The oil price dropped below $40. It is now a big question whether oil companies, especially exploration& production (E&P) companies, will be able to survive at this price or not. Here are some proposed actions that oil companies can take.
1. Cost cutting
Companies should keep cutting costs. ConocoPhilips, the largest E&P company, has cut their capital spending to $5.5 billion. There are two types of cost cutting; one is permanent, and the other is cyclical. Permanent cost-cut involves how companies drill and frack wells. This kind of cost-cut is easy due to improvement in technology. Now it is possible to drill cheaper. It is possible to keep on cutting the permanent costs. The cyclical cuts are driven by the capacity of drilling rigs and fracking crews. This may not be possible once rig activity goes up.
2. Sell assets
Many companies are trying to fill the gap between cash flow and spending by selling assets. 75% of the E&P companies are taking this step.
3. Sell shares
Many companies like Marathon Oil, Newfield Exploration, Pioneer Natural Resources and others priced secondaries at the beginning of this year. Devon Energy priced a 69-million share secondary at $18.75, and it was snapped by the investors. Selling shares is a drastic step. Companies must try to cut costs and sell assets instead.

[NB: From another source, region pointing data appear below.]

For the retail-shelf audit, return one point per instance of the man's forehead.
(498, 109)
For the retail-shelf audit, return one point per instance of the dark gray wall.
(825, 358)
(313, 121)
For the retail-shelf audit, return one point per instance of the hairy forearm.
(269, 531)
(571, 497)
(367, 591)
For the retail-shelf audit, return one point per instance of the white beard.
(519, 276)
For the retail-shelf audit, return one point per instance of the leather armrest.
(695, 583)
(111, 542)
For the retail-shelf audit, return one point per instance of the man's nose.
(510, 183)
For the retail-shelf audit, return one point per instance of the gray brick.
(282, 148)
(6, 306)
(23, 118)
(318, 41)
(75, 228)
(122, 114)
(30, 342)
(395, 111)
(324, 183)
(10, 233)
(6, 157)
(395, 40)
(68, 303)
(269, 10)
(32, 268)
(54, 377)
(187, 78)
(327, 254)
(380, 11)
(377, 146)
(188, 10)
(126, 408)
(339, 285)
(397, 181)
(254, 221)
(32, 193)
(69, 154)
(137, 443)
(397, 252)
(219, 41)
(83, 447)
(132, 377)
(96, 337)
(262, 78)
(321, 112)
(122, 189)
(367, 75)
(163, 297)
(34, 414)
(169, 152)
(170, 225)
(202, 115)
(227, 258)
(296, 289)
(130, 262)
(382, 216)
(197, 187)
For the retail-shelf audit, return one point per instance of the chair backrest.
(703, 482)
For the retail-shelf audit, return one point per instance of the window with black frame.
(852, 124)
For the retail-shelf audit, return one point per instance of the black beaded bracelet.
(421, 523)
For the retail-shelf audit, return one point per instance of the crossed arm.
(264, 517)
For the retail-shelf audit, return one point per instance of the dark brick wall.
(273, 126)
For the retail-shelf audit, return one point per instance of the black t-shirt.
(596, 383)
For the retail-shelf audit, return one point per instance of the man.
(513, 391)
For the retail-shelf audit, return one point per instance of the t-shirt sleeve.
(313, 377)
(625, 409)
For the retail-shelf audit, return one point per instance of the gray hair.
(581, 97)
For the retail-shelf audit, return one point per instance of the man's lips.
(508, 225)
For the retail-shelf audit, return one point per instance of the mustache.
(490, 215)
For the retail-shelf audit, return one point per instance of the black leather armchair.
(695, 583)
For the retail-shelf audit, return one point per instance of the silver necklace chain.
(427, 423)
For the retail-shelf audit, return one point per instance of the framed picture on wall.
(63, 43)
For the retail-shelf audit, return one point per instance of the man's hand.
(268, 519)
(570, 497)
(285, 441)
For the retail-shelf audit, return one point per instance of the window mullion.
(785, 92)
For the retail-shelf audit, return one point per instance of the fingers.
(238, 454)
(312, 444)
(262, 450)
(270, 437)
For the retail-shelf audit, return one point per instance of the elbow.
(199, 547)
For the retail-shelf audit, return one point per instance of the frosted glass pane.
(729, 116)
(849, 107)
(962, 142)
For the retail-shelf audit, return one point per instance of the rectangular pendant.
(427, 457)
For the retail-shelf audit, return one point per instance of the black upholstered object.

It is the most drastic step to take. The small and mid-size companies like Concho Resources, Pioneer Natural Resources, Cimarex Energy and others might need to take this step. But big companies like Apache, Anadarko or EOG might be well off without merging with other companies.
We have to be optimistic that the price of oil will better soon. But we must also be prepared for the worse scenario. These steps can help the oil companies to survive during the low oil price period.